Melissa Chadburn | Longreads | April 1, 2019 | 3,024 words
Posted inEssays & Criticism, Feature, Featured, Nonfiction, Story, Unapologetic Women

Honey Bees, Worker Bees, and the Economic Violence of Land Grabs

Melissa Chadburn challenges her own belief that environmental justice issues are reserved for people of privilege.
Don Farrall / Getty, Photo illustration by Katie Kosma

Melissa Chadburn | Longreads | April 2019 | 12 minutes (3,024 words)

This essay was supported by the Economic Hardship Reporting Project, a journalism nonprofit organization.

“One bad thing about me is that I don’t give a shit about the environment.” That’s what I told my smart, edgy friend when we were walking to get coffee one day. I admitted that I suck at recycling, and that what I care about is workers, “not like, being vegan and shit.”

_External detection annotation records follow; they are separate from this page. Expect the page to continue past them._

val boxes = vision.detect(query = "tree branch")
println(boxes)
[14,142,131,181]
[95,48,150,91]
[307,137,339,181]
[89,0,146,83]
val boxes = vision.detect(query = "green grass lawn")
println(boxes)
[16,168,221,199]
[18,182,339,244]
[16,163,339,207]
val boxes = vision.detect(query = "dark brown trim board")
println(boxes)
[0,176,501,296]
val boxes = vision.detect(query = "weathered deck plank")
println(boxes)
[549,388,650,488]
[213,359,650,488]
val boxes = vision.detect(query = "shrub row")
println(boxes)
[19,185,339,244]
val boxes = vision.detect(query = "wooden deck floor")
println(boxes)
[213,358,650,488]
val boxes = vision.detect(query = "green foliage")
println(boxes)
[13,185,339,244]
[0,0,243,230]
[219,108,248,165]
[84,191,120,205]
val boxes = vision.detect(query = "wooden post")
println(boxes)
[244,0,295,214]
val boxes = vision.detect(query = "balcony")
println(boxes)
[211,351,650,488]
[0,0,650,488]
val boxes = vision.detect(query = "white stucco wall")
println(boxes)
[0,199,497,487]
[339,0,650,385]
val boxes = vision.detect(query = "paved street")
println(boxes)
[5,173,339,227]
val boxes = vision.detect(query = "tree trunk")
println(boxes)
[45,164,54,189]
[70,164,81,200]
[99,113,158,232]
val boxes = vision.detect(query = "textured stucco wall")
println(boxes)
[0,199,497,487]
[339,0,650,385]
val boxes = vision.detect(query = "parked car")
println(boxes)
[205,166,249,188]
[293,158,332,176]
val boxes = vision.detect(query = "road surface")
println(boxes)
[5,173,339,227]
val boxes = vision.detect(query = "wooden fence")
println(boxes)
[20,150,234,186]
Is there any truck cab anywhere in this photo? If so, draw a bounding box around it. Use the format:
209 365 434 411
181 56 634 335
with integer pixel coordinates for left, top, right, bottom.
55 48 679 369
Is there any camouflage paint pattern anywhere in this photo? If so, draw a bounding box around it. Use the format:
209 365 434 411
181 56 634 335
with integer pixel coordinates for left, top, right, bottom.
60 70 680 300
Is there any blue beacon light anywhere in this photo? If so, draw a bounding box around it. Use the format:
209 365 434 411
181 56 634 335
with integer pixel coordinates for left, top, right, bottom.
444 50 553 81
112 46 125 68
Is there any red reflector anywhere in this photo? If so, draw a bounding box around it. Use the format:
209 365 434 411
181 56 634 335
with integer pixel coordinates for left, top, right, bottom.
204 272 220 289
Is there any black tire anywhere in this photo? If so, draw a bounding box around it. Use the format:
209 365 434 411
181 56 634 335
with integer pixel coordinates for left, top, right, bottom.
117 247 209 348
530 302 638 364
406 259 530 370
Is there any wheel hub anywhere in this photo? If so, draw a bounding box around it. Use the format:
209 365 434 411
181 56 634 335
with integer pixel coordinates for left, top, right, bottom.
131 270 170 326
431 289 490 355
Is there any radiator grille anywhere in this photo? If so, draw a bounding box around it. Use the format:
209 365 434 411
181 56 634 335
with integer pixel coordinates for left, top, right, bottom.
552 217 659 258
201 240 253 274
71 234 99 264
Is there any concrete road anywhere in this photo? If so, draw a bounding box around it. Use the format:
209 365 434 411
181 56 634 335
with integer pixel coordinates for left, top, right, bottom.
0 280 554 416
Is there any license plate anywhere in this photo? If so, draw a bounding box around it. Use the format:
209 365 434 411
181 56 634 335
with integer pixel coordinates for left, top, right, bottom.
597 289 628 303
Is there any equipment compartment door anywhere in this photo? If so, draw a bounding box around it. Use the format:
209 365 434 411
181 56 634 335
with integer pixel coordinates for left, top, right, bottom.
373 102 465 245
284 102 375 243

“Yea fuck those bumper stickers with the panda on them,” she replied.

The truth is I didn’t think those worries were for me, the type of planning and research it takes to be green. That was a concern for people living a different quality of life, people who carried around large glass bottles filled with distilled water, ladies in lululemon pants who consistently applied Burt’s bees lip balm, ate cacao energy balls, and drove hybrid vehicles. No, caring about the planet was off limits for me.